A Heritage of Topographic Memory in Norwich: from 1549 to the Ordnance Survey Explorer Series Map OL40

Calmly negotiating the inclement weather that we have had recently, the Research Team for the Past in its Place project (http://pastplace.exeter.ac.uk/) visited Norwich a few weeks ago. My own ‘memories’ of Norwich revolve around a post-A-Level boat trip with nine friends and 20 crates of Newcastle Brown Ale (2 each) on the Norfolk Broads. This was not exactly a glorious memory to be proud of, so I was very keen to return to Norwich partly in order to apologise to anyone who might have remembered my last visit.

My memory of Norfolk was that it was topographically quite flat – I guess this is the impression that many people have of East Anglia more broadly. With this in mind, therefore, something that struck me as odd when I was doing some preparatory reading for the trip was a reference to the city being poorly fortified, partly due to it being overlooked by a prominent hill: “Norwich is like a great volume with a bad cover, having at best but parchment walls about it. Nor can it with much cost and time be effectually fortified, under the frowning brow of Mousehold-hill, hanging over it”. The passage is from Francis Blomefield’s (1806) Topographical History of the County of Norfolk, volume 3: History of the City and County of Norwich, part 1, (pages 220-265). According to Blomefield, who draws heavily from Alexander Neville’s Norfolkes Furies (published in 1575) the prominence of this hill, which provided a commanding prospect over the City, played a key role in Kett’s Rebellion of 1549.
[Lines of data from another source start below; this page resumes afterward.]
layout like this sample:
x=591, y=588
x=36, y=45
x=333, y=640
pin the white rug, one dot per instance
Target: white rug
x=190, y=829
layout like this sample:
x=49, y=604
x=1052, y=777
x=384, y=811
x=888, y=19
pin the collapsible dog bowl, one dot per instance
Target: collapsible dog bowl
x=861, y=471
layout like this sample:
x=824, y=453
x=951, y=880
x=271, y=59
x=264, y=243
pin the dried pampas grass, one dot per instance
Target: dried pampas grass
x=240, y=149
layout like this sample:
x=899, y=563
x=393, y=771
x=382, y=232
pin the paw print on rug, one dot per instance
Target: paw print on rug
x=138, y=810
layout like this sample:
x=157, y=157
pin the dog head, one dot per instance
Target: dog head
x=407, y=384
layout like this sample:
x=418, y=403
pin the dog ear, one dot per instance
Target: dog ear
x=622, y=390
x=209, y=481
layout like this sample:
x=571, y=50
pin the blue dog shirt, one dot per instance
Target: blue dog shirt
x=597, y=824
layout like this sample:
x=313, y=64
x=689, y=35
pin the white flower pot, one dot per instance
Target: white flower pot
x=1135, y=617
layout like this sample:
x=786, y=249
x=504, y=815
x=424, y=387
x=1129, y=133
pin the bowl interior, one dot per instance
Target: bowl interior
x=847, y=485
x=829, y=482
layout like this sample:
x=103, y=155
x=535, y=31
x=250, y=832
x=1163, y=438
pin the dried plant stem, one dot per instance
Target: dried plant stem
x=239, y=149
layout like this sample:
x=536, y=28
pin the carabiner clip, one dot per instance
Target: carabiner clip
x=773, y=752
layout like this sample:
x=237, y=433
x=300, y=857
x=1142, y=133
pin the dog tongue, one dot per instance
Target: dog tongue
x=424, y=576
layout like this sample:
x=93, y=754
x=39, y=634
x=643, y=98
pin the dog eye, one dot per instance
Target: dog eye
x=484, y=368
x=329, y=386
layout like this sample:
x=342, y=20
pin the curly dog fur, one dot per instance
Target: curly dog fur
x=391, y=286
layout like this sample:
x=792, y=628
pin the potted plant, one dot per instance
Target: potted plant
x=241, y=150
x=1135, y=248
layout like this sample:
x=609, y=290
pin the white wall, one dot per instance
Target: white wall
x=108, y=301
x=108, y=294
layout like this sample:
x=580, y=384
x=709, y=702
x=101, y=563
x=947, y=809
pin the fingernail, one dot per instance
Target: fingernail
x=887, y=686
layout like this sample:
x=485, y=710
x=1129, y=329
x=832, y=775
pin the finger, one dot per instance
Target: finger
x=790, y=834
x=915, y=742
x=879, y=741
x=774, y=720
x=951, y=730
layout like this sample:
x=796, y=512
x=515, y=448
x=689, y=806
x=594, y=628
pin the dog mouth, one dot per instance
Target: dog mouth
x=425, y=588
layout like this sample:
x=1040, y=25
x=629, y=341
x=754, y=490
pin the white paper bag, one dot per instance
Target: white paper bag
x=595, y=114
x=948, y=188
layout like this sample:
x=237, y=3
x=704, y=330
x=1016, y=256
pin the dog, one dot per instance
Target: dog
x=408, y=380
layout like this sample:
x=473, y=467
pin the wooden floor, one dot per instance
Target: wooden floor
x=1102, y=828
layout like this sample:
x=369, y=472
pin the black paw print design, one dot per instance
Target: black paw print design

Kett’s Rebellion (see http://en.wikipedia.org/wiki/Kett%27s_Rebellion for a general history), is commemorated through several features of the present cityscape of Norwich: Kett’s Hill Bakery and Kett’s Tavern are both situated on Kett’s Hill (the B1140), leading north from the city centre towards Mousehold Heath. And, despite being less than 50m above sea level, the relative topography of the hill certainly does provide a commanding prospect of the city, witnessed by an official Ordnance Survey ‘viewpoint’ on the 1:25,000 scale Explorer Map (OL40).

On the south side of Kett’s Hill Road, is an overgrown park overlooking the gas works. Originally donated to the city council by an anonymous benefactor in 1970, the park was called Jubilee Heights until 1985 when it was renamed Ketts Heights, and was cleared and ‘restored’ for the enjoyment of all the residents of Norwich.

On the north side of Kett’s Hill, however, the land is cleared of trees and undergrowth, and from the Ordnance Survey’s viewpoint, one can see across the city centre, over the ‘parchment walls’ towards Bishopsgate and other streets named by Neville and Blomefield as being the scenes where some of the fiercest hostilities took place in 1549.

Reading Neville’s and Blomefield’s descriptions of Kett’s Rebellion, the topography of the city, and the seeming porousness of its walls appears to be a significant factor in the events as they unfolded. Skirmishes took place along streets that could be clearly seen; confrontations occurred in the dense urban quarters that could be surveyed from on high; while artillery manoeuvres were observed from the safety of the hill. Sitting on this prominent height more than 450 years later, it is the actual view, and the experience of a sort-of-aerial survey of the landscape, possible from this southern edge of Mousehold Heath, which is one of the key aspects of the Rebellion’s heritage.